Let me show some examples of where the Son of God shows and it’s significance.
- The devil referred to Jesus as the Son of God – Matthew 4:1-3 says, “Then Jesus was led by the Spirit into the desert to be tempted by the devil. After fasting forty days and forty nights, he was hungry. The tempter came to him and said, ‘If you are the Son of God, tell these stones to become bread.'” It was the devil was wanting to see how much God Jesus really was.
- The demons called Jesus the Son of God – Matthew 8:28-29 says, “When he [Jesus] arrived at the other side in the region of the Gadarenes, two demon-possessed men coming from the tombs met him. They were so violent that no one could pass that way. ‘What do you want with us, Son of God?’ they shouted. ‘Have you come here to torture us before the appointed time?'” The demons recognized Jesus as God immediately and they knew what kind of power He had.
- The disciples referred to Jesus as the Son of God – Matthew 14:32-33 says, “And when they climbed into the boat, the wind died down. Then those who were in the boat worshiped him, saying, ‘Truly you are the Son of God.'” Jesus had just been walking on the water during a storm and Peter went out to him, but sack in the water. Jesus reached out and rescued him and they climbed into the boat. The disciples immediately recognized Jesus demonstrating God’s power as the Son of God.

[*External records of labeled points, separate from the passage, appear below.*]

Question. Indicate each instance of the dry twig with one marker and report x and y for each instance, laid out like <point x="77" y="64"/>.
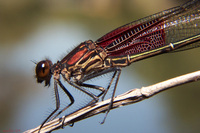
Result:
<point x="130" y="97"/>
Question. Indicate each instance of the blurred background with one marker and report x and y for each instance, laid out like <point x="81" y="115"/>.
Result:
<point x="39" y="29"/>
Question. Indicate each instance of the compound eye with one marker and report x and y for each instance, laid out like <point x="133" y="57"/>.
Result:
<point x="43" y="69"/>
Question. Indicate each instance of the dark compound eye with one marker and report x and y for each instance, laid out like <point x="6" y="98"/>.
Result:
<point x="43" y="71"/>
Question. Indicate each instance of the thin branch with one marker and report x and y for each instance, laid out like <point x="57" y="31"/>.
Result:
<point x="130" y="97"/>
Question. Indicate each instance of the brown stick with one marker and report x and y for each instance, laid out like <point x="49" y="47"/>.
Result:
<point x="130" y="97"/>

- The centurion proclaimed that Jesus is the Son of God – Mark 15:39 says, “And when the centurion, who stood there in front of Jesus, heard his cry and saw how he died, he said, ‘Surely this man was the Son of God!'” The centurion could easily see God’s grace, mercy, and love through Jesus.
- An angel called Jesus the Son of God – Luke 1:35 says “The angel answered, ‘The Holy Spirit will come upon you, and the power of the Most High will overshadow you. So the holy one to be born will be called the Son of God.'” God would show up in the flesh. God would become human. God would become incarnate.
- Paul repeatedly referred to Jesus as the Son of God. Here is one instance – Galatians 2:20 says, “I have been crucified with Christ and I no longer live, but Christ lives in me. The life I live in the body, I live by faith in the Son of God, who loved me and gave himself for me.”
- John gave Jesus the title Son of God – 1 John 4:14-16 says, “And we have seen and testify that the Father has sent his Son to be the Savior of the world. If anyone acknowledges that Jesus is the Son of God, God lives in him and he in God. And so we know and rely on the love God has for us.”
Can you call Jesus the Son of God? Is He God in your life? Have you given Him absolute control of your life and future?
As we go through the gospel of Mark you will encounter Jesus. Your view of Jesus will change. He will become greater to you. He will become more personal, powerful, and incredible. You will be amazed at Him and stand in awe of how wonderful, mighty, divine, and significant He is to you and everyone you love. You will discover the gospel of Jesus is the good news you have been longing for all your life.
As you see Jesus more clearly and fall in love with Him more deeply the way you live, your values, your convictions, your words, your motives, your heart, and behavior will begin to be transformed to be more and more like Him. You will find Jesus rubbing off on you and coming through you to bless others. In Him you will find your significance, purpose, and meaning. You will see yourself truly as a follower of Jesus. You will discover the gospel of Jesus is the good news you want to dedicate your whole to!
This week I want to encourage you read through the gospel of Mark. It is 16 short chapters. It doesn’t matter if you read it in one sitting or several. Just read it, but as you read it ask God this, “Lord, as I read the gospel of Mark help me to see the greatness of Jesus and help me to see why I need to follow Jesus at a greater level.”